A container image is effectively a packaging format – a mechanism for delivering an application and any dependencies required by that application (program and data) to the target system where the application will run.
When we think of container images in this way, it’s natural to compare them to other packaging formats (like RPM, for example). The question, then, is what we can learn from well-established package management formats and their tooling to create both packages and the ecosystems and content repositories that support them.
Industry-standard practices for container image creation
First, though, it’s worth noting how we usually create container images. Typically:
- An image is bootstrapped from a base operating system (OS).
- The language/framework native tooling (SDK) is installed on top of this base OS.
- And then that language/framework tooling is used to install the target application and its native language/framework dependencies.
Frequently, the first two steps are implicitly merged, i.e. the deployment of Go-based application might start from a base image that includes the Go toolchain.
The pattern above is most commonly implemented through a Dockerfile, taking a base OS image, configuring the SDK and dependencies, and then building the target application inside the container image for deployment.
These standard practices are problematic for a variety of reasons, which become clear when we think abstractly about the properties that we’d ideally like container images to have.
Desirable properties for container images
If, as suggested above, we look at container image creation through a packaging format lens, several desirable properties become apparent. Container images should:
- Be repeatable: we should be able to recreate an equivalent container image at an arbitrary time in the future.

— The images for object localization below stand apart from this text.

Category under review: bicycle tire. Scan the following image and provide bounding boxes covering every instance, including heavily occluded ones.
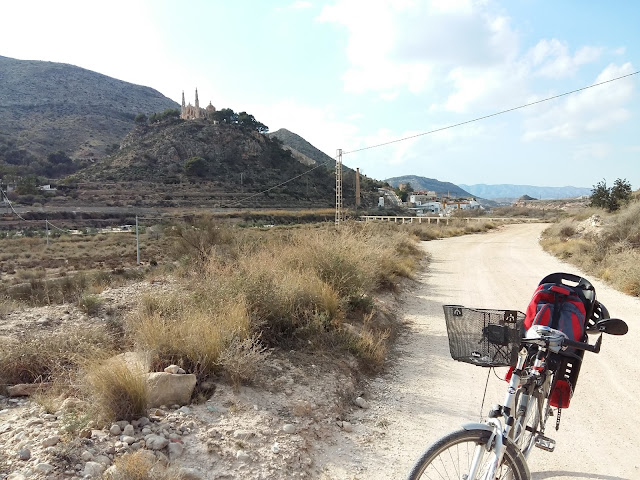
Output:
[513,386,542,457]
[406,428,529,480]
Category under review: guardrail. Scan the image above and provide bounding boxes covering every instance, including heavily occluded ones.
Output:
[360,216,543,225]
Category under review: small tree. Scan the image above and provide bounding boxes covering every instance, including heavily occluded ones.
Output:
[134,113,147,124]
[590,178,633,212]
[184,156,208,177]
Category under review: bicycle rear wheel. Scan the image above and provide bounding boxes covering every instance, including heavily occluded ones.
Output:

- Have identifiable contents: so we can reason about license compliance implications and identify known security vulnerabilities.
- Feature up-to-date content: thus, lessening the chance that they contain known vulnerabilities and/or bugs.
Yet industry-standard practices for container image creation make it difficult to maintain these properties. They do this by:
- Performing non-deterministic operations (using RUN in the Docker file).
- Encoding a build-time dependent state in the image (e.g. through apt-get update).
- Inserting untraceable files into the filesystem (using ADD/COPY).
- Using an old base OS (using FROM).
These are common problematic patterns, yet there are many other ways in which the desirable properties identified above are made difficult to maintain. Maintaining these properties with the industry-standard workflows requires extreme diligence on the part of those creating the container image.
It was this realization that got us started on our investigation. There has to be a better way!
Further considerations
Not only are the three desirable properties we identified above difficult to preserve, but container images built with industry-standard mechanisms are also typically more bloated than they need to be.
The standard pattern—taking a base OS, installing an SDK, and then using the SDK to install the application—often results in images with far more content than is required to run the target workload. Such bloat leads to higher storage and bandwidth demands, more burdensome compliance obligations, and a larger attack surface. That, in turn, requires that vulnerabilities be tracked for potential impact in a larger set of components in order to determine when an image should be updated/replaced.
Linux distribution tools for building container images
Linux distribution tools have long proven useful when it comes to creating packages and images that preserve the three desirable properties we identified above. Yocto Project, Debian, Buildroot, and Guix are just a few examples. Furthermore, tools like these are already an intrinsic part of the container image supply chain thanks to their use by OSVs in creating base OS images.